French President Emmanuel Macron is defending two of his ministers facing misconduct allegations.
Addressing his cabinet on Wednesday, Emmanuel Macron called for “solidarity” for the Territorial Cohesion Minister Richard Ferrand and the European Affairs Minister Marielle de Sarnez. Both ministers face media accusations of misconduct.
Prime Minister Edouard Philippe made clear the two ministers would remain in place. Meanwhile, a Harris poll published on Tuesday suggests that 70% of public opinion wants Ferrand to resign and 62% want de Sarnez to follow him.
Macron won as an independent on an anti-corruption ticket and on the back of a corruption scandal embroiling the conservative candidate, François Fillon. The satirical weekly that delivered the deadly blow to the Fillon’s campaign, Canard Enchaîné, is now undermining Macron’s government.
Richard Ferrand, 54, defected from the Socialist Party to campaign for Emmanuel Macron, as Secretary General of the En Marche! Movement.
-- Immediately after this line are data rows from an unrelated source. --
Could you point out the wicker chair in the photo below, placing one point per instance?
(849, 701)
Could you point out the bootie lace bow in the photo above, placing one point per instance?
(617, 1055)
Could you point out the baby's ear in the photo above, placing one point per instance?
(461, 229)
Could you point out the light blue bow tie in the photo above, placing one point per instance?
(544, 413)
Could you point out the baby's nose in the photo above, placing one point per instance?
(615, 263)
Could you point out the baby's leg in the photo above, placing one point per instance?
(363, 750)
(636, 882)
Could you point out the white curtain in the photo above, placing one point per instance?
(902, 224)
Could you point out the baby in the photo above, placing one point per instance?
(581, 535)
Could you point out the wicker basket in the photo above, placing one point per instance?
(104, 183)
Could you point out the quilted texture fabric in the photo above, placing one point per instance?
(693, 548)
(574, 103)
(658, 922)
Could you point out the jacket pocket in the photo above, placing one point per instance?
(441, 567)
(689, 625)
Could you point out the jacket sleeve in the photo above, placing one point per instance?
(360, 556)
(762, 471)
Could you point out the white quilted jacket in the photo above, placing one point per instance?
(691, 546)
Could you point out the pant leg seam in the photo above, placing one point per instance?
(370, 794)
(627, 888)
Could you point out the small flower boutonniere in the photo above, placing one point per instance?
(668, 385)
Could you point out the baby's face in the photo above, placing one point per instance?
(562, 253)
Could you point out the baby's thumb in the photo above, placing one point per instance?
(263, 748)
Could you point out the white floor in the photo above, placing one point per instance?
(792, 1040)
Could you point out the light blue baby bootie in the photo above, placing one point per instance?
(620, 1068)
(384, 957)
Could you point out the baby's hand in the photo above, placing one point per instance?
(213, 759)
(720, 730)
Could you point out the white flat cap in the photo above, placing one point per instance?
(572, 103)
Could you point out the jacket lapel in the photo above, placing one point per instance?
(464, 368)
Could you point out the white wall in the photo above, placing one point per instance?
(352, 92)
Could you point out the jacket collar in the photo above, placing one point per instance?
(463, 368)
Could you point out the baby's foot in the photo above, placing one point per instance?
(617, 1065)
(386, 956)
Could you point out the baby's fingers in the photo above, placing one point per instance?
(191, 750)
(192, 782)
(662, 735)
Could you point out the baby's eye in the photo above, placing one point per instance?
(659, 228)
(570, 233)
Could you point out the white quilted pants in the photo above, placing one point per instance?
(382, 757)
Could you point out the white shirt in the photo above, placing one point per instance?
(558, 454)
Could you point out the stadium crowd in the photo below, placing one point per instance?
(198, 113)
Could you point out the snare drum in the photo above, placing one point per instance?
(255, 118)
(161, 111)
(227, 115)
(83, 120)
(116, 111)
The satirical weekly says that the former Socialist MP abused his position as the director of an insurance company to enrich friends.
His company, Les Mutuelles de Bretagne, opted to rent property in Brest from one of Ferrand’s partner, Sandrine Doucen, for €42,000 euros a year, while also assuming the cost of the property’s renovation for €184,000.
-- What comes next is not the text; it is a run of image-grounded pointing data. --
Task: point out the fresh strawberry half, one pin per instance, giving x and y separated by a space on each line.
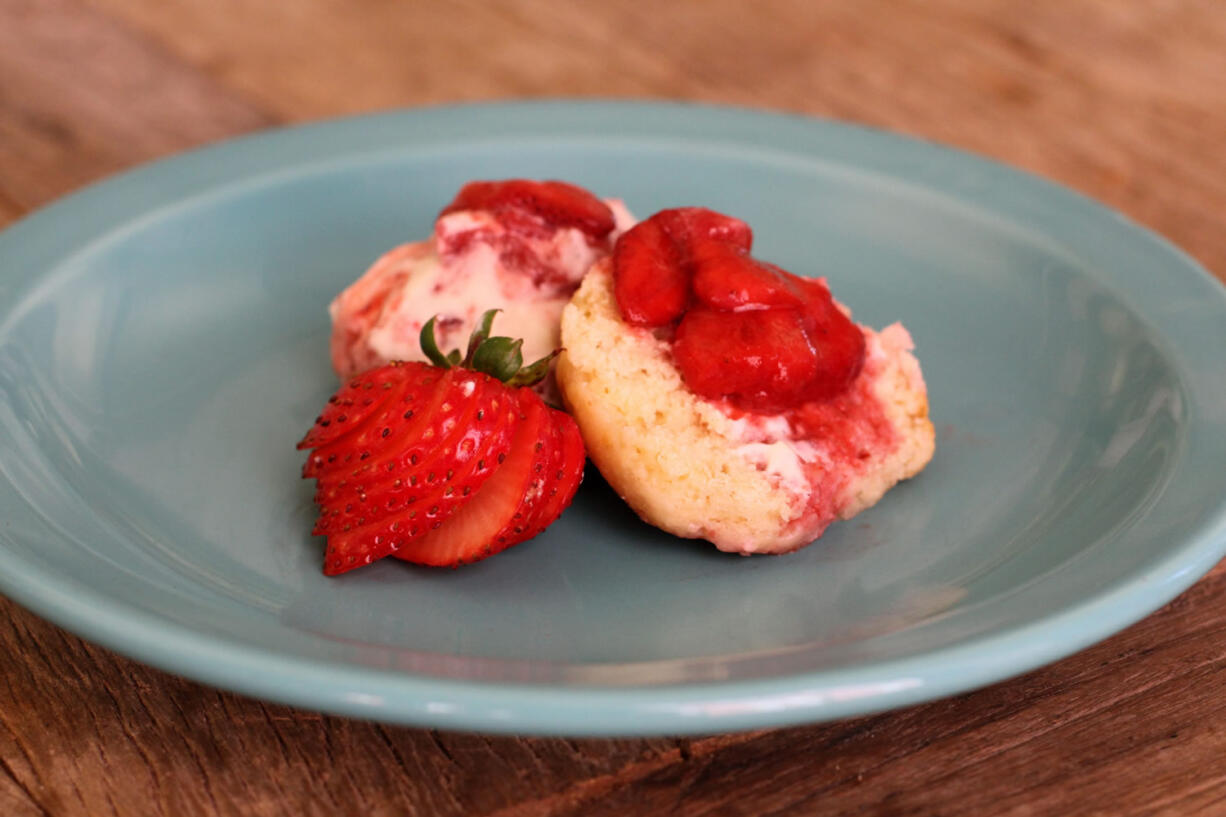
427 452
746 330
555 203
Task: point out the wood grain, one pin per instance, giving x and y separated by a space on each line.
1122 101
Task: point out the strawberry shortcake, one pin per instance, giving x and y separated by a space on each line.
726 399
516 245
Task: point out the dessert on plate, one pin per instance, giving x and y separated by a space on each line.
440 463
517 245
726 399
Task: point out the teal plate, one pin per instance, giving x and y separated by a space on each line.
163 344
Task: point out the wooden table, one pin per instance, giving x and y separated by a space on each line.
1123 101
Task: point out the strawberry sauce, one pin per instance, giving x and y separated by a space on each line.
772 350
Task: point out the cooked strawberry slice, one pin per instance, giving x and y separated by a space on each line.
837 344
692 225
727 279
650 282
759 360
493 518
555 203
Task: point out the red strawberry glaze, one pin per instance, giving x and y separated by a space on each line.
749 331
834 441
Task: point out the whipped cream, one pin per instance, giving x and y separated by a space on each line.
471 264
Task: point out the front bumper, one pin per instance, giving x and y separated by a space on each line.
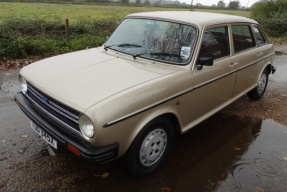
87 151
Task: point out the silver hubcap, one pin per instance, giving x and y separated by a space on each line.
153 147
262 83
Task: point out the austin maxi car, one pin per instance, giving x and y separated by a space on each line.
157 75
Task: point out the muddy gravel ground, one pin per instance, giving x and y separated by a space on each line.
241 148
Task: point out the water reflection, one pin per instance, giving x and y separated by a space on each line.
263 166
223 154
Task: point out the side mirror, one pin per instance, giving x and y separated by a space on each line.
204 61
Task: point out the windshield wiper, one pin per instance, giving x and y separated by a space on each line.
122 45
165 54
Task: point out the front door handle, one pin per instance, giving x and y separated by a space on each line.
259 54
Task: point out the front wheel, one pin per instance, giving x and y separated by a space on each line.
149 148
257 92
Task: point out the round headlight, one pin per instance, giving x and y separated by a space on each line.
86 127
23 84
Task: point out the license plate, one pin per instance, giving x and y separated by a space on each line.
44 135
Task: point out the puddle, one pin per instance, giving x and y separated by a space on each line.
279 53
223 154
262 166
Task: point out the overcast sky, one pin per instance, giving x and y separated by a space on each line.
211 2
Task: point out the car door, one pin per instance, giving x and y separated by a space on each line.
212 85
251 52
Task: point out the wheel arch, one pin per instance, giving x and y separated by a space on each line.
170 116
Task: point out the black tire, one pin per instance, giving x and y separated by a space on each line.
259 90
149 148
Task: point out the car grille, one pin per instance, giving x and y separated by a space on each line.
59 111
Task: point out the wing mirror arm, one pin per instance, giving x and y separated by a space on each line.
203 61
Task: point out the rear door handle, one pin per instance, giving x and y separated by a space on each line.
233 64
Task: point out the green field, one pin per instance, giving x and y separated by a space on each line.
82 12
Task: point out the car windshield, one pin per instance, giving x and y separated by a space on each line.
159 40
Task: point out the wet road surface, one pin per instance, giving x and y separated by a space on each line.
242 148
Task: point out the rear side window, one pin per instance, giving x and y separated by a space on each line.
242 38
259 36
215 43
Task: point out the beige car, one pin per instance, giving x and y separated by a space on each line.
158 74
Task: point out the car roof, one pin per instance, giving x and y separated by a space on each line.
200 19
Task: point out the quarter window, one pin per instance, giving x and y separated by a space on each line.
242 38
215 43
259 36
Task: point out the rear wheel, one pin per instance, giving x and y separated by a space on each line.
149 148
259 91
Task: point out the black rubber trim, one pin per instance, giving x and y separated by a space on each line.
89 152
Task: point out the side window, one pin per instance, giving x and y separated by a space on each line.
259 36
215 43
242 38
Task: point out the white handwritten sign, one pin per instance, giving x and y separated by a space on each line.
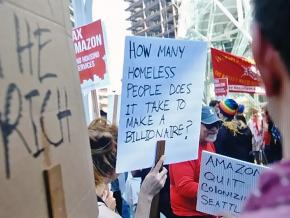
225 183
162 91
41 117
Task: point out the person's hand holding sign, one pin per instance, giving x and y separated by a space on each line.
152 184
155 180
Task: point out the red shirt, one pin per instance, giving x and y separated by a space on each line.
184 178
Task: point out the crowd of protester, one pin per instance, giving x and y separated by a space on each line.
224 129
That was not merely a lucrative contract.
Doucen owned only 1% of the company. 99% was owned by Ferrand’s daughters. The value of the company has since risen by a factor of 3,000. All of this is legal, lucrative, but also does not appear entirely ethical. Apparently, that was not the only contract awarded to Doucen.
In defense of Ferrand
Ferrand expresses dismay, pointing out that the company’s current management continues to express confidence in him and that he did nothing illegal. However, the “trust” bestowed to him by current management is now seen with considerable suspicion. Earlier this week, Le Monde revealed that as a Socialist Party MP, Ferrand supported a bill favouring mutual insurance companies, while he also served as an adviser to his replacement in the management of the company, Joëlle Salaün.
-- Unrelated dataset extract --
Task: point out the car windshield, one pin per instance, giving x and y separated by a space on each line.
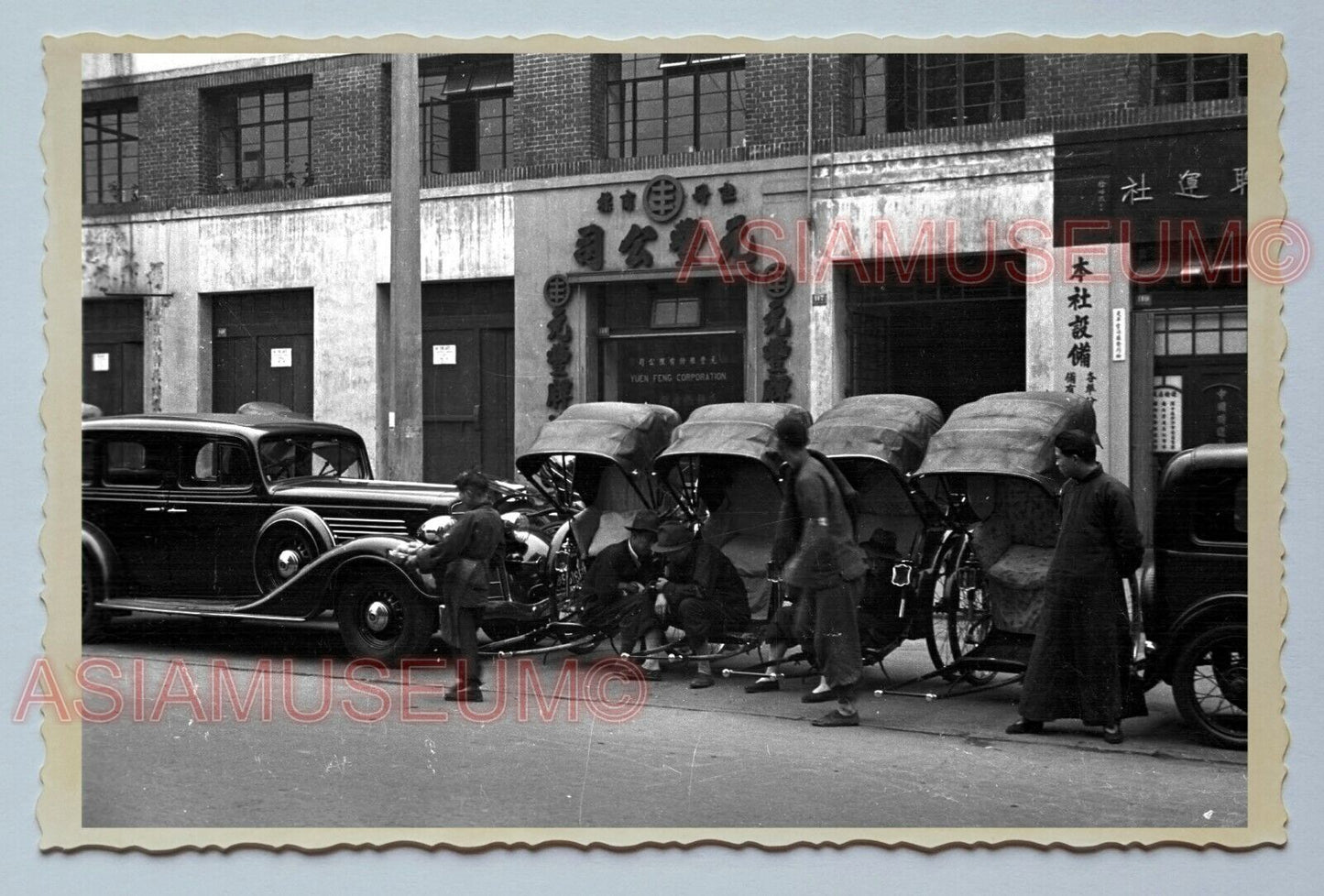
334 457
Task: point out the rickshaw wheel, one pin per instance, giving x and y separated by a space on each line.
960 618
1210 684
Not unlike Fillon, Ferrand employed Salaün’s partner, taxi driver, and Socialist activist Hervé Clabon as a parliamentary assistant. When he retired, he replaced him with his own son for four months. The salary of his “assistants” was €8,704 a month.
The scandal is undermining the Macron administration days before the crucial legislative elections.
Meanwhile, European Affairs Minister Sarnez is facing “abuse of confidence” allegations. She is accused of hiring a parliamentary assistant in Brussels, who was, in fact, working for the party in France. The case was initiated following a tip-off by National Front (FN) MEP Sophie Montel to Olaf.
Sarnez has sued the MEP for malicious accusation.
The ongoing scandal undermined Macron days before the French return to the polls in the forthcoming legislative elections on June 11 and 18. His political ally, Mr. Bayrou, has drafted legislation that would prevent members of parliament from hiring family members as parliamentary aides.
That bill was meant to address the “Fillon-gate,” but may now equally apply to the Ferrand-gate. Although Ferrand has not broken the law, he has achieved major damage for the image of Macron’s La République en Marche (LREM).
LREM continues to lead the polls with approximately 30% of the vote. Pollsters suggest LREM could win a majority in the lower-house National Assembly.